Two excerpts from Eve's Hollywood, billed as "a confessional L.A. novel by Eve Babitz." James Wolcott wrote about Babitz not too long ago and the Siren, fascinated, managed to borrow a copy of the out-of-print and damn-near-unavailable book from a trusting and generous friend.
This little post is for that friend, and for Kim Morgan, who loves Los Angeles and who makes the Siren want to love it. And after reading this book, the Siren's smitten with Eve Babitz, too. The woman is a natural writer--unforced, unfussy, funny as hell.
First, a picnic by the L.A. River. Los Angeles has a river? wondered the Siren, as she read. Well, of sorts...
Vera Stravinsky once told me that in 1937 she went on a picnic, in a few limousines, that Paulette Goddard had prepared ("because she was quite a gourmet..." Vera said). On the picnic was the Stravinskys, Charlie Chaplin and Paulette Goddard, Greta Garbo, Bertrand Russell and the Huxleys. They got into the cars to drive to a likely spot, but there were no likely spots and they drove and drove. There had been a drought and everything was dry, there was no grass and so finally they spotted the measly L.A. "River" and decided to spread their blanket on its ridiculous banks and make the best of it. The "L.A. River" is a trickle that only looks slightly like a river if there's been a downpour for three months but even then it doesn't look like a river. Anyway, they spread out the food, the champagne, the caviar, the pate and everything and sat on the banks of the "river" beneath a bridge over which cars were going.
They looked up and there was a motorcycle cop with his fists on his hips, looking cross.
"Yes?" Bertrand Russell stood up to inquire.
There was a sign that said people were not allowed to picnic by the "river."
The cop pointed to the sign and looked at Russell and then said, "Can't you read?"...
The cop only relented when he recognized Garbo.
The Siren is quoting this next bit because first of all, the Siren loves people who love their cities. Second, the Siren likes Nathanael West--and despite that, this made her laugh and laugh and laugh. Especially the kicker.
"Nathanael West is the best writer about Hollywood there ever was."
"No, he isn't."
The first speaker is someone from Chicago, the second is me, born in Hollywood. People from the East all like Nathanael West because he shows them it's not all blue skies and pink sunsets, so they don't have to worry: It's shallow, corrupt and ugly.

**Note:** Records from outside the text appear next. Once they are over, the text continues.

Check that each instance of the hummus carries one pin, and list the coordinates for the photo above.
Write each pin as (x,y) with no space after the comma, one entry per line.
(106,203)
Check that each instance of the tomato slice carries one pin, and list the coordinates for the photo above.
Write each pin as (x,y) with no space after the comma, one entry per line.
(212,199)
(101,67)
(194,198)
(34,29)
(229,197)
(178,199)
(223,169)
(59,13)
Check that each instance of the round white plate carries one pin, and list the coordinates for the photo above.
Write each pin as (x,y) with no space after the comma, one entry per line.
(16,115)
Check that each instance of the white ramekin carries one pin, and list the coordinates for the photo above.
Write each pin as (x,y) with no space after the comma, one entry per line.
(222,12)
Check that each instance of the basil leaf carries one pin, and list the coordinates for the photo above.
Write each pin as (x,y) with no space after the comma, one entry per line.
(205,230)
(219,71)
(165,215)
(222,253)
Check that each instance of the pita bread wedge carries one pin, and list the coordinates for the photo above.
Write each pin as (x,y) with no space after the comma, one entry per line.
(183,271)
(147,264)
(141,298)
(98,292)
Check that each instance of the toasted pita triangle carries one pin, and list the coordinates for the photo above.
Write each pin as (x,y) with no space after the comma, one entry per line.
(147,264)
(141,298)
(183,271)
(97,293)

I think Nathanael West was a creep. Assuring his friends back at Dartmouth that even though he'd gone to Hollywood, he had not gone Hollywood. It's a little apologia for coming to the Coast for the money and having a winter where you didn't have to put tons of clothes on just to go out and buy a pack of cigarettes or a beer. And so people from New York and Chicago say, "Nathanael West is the best writer about Hollywood there ever was."
All the things that Nathanael West noticed are here. The old people dying, the ennui, the architecture and fat screenplay writers who think it's a tragedy when they can't get laid by the 14-year-old doxette in Gower Gulch, the same 14-year-old who'll ball the cowboys any old time. But if there had been someone, say, who wrote a book about New York, a nice, precise, short little novel in which New York was only described as ugly, horrendous and finally damned and that was the book everyone from elsewhere decided was the "best book about New York there ever was," people who grew up knowing why New York was beautiful would finally, right before dessert, throw their sherry across the table and yell, "I'll pick you up in a taxi, honey, and take you for a fucking guided tour, you blind jerk."
The Siren's been under the weather, but she'll be back to her old, erratic self in no time.